The amnesty programme was well conceived by the late President Yar’Adua who as a humanist was genuinely concerned about the deep-seated poverty and degraded environmental conditions of the Niger Delta. The programme which is in stages has the ultimate goal of transforming the Niger Delta from a zone of crises and conflicts to a region of sustainable peace and development.

It is in keeping with this vision that the government, right from Yar’Adua’s presidency, proposed the Petroleum Industry Bill (PIB) which is to confer on host oil producing communities fuller participation in the management of the oil industry. The allocation of ten percent equity stakes in oil production to the host communities was intended to assist development in those communities and mitigate the incidents of restiveness.

This milestone, even if it has not meaningfully addressed the agitations for resource control, it is definitely a huge step forward in the economic emancipation of the Niger Delta region.

All well meaning Nigerians and particularly those residing in the Niger Delta are worried on this latest resurgence of violence and instability in the area more than two years after the widely acclaimed amnesty programme had come into force.

The security agencies in Nigeria particularly the JTF operating in the Niger Delta must begin to articulate effective strategies on how to rid the area of all the loafers, pirates, oil thieves, rapists and kidnappers who parade themselves as militants. They must be made to realize that the period of militancy was over with the declaration of the amnesty.

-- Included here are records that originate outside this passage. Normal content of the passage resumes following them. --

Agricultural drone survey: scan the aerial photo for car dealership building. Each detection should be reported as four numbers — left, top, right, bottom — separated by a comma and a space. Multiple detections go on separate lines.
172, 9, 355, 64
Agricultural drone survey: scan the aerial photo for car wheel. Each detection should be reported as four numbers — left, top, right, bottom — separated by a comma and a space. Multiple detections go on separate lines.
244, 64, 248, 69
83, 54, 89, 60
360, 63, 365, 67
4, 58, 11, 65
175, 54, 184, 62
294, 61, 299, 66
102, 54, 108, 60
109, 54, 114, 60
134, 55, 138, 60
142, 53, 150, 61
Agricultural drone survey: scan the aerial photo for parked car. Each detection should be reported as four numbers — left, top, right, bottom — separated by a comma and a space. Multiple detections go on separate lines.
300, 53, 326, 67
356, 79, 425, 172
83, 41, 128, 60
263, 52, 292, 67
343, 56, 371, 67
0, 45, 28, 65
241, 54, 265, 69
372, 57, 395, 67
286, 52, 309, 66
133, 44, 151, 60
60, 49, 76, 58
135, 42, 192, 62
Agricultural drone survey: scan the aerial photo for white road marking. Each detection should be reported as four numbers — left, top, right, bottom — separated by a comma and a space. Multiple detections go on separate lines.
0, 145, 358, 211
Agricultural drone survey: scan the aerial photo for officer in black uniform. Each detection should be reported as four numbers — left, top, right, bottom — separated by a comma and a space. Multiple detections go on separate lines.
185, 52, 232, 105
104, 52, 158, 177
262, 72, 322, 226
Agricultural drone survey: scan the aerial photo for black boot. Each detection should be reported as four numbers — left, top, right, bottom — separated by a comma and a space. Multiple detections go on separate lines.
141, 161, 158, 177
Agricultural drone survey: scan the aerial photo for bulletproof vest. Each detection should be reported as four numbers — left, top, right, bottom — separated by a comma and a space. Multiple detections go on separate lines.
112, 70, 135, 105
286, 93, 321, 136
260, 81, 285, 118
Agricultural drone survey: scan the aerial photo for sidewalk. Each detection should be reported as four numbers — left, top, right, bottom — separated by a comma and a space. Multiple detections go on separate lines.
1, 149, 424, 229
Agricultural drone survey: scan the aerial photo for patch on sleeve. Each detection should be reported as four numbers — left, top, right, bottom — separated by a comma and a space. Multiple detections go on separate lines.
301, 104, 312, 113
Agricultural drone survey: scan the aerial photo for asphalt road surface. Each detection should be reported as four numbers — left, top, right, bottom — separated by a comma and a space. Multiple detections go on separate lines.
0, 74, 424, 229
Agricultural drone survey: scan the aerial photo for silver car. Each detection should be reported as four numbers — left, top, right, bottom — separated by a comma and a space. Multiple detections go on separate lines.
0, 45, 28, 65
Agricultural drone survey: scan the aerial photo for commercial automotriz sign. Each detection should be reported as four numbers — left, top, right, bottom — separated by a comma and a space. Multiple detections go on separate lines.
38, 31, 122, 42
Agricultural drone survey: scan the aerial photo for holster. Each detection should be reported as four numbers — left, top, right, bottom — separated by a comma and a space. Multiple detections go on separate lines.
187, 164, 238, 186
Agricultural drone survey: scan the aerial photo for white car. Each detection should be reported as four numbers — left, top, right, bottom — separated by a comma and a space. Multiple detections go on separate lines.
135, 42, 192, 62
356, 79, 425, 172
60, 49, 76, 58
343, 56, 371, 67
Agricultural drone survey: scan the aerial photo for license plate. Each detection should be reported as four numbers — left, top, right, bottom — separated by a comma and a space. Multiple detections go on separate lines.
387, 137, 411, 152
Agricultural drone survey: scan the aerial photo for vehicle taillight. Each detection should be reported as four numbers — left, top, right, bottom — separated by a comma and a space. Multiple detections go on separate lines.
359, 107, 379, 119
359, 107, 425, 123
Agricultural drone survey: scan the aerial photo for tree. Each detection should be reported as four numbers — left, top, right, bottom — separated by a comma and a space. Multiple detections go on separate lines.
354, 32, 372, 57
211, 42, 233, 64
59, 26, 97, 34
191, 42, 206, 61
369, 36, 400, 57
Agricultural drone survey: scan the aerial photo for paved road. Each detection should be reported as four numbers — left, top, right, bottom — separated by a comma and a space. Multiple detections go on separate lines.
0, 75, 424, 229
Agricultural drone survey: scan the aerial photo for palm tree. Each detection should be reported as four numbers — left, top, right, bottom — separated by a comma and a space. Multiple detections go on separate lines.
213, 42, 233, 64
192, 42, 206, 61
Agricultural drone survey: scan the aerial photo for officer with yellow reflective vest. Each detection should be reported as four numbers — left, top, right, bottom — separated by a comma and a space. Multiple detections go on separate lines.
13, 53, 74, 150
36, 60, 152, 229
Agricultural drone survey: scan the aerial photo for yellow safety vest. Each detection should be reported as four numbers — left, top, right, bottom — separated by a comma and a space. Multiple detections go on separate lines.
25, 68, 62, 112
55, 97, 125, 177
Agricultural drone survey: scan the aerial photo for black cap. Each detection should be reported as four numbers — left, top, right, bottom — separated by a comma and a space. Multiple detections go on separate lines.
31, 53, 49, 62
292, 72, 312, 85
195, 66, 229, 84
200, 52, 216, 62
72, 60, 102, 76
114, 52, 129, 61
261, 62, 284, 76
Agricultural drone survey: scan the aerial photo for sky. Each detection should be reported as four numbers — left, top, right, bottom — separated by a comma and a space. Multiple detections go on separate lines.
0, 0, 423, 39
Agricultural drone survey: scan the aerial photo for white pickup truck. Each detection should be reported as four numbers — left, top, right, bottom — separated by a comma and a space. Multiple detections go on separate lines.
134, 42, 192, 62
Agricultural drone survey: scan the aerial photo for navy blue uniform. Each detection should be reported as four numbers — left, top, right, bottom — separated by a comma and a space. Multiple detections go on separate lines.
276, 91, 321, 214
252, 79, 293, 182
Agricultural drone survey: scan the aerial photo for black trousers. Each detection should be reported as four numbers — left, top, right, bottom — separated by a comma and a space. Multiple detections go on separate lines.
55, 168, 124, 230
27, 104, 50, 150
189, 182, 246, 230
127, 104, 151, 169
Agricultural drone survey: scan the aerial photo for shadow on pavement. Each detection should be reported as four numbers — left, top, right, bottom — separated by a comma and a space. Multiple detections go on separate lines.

These criminal elements who do not want to give peace a chance must be fished out and made to face the full wrath of the law. Since they have decided, out of selfish economic reasons, to hold the nation hostage, there should be no hiding place for these destructive agents. An all-out war must be declared against them in order to give the law-abiding people of the Niger Delta an opportunity to live in peace and harmony.

Government must also make strenuous efforts, using its vast intelligence networks, to identify and fish out the sponsors of the criminal activities in the region, particularly the ‘big men’ who are behind the illegal oil bunkering in the area and similarly bring them to justice.

Government must demonstrate the resolve to make an example out of these highly placed people who are benefitting from the chaos and instability in the region. With that, a strong signal would have been sent that it can no longer be business as usual. This has to be done in order to bring sanity into the place and secure the fragile peace which the amnesty programme has succeeded in enthroning before the current relapse.

It is against this background that the decision of the Nigerian Navy and other security agencies to launch a holistic operation to flush out all criminal elements from their hideouts in the creeks must be applauded.

The Chief of Training and Operations, Naval Headquarters, Rear Admiral Ben Acholonu had told news men in Abuja after a brain storming session by the Naval authorities that the nation’s armed forces have concluded plans for a joint military exercise code named ‘Operation Nemo’ to curb kidnapping and other criminal activities in the Niger Delta.

Although he was tactical with the use of language when he stated the objectives of the military exercise, it was, however, imperative that the armed forces have declared war against the criminal gangs in the area. He said the objectives “are to assess the operational state of the naval ships, air access and the logistics support the navy could give to its ships in sustained operations at sea”.

The operations must be sustained until the region is rid of the menace of all the criminals that have made peace impossible in the Niger Delta.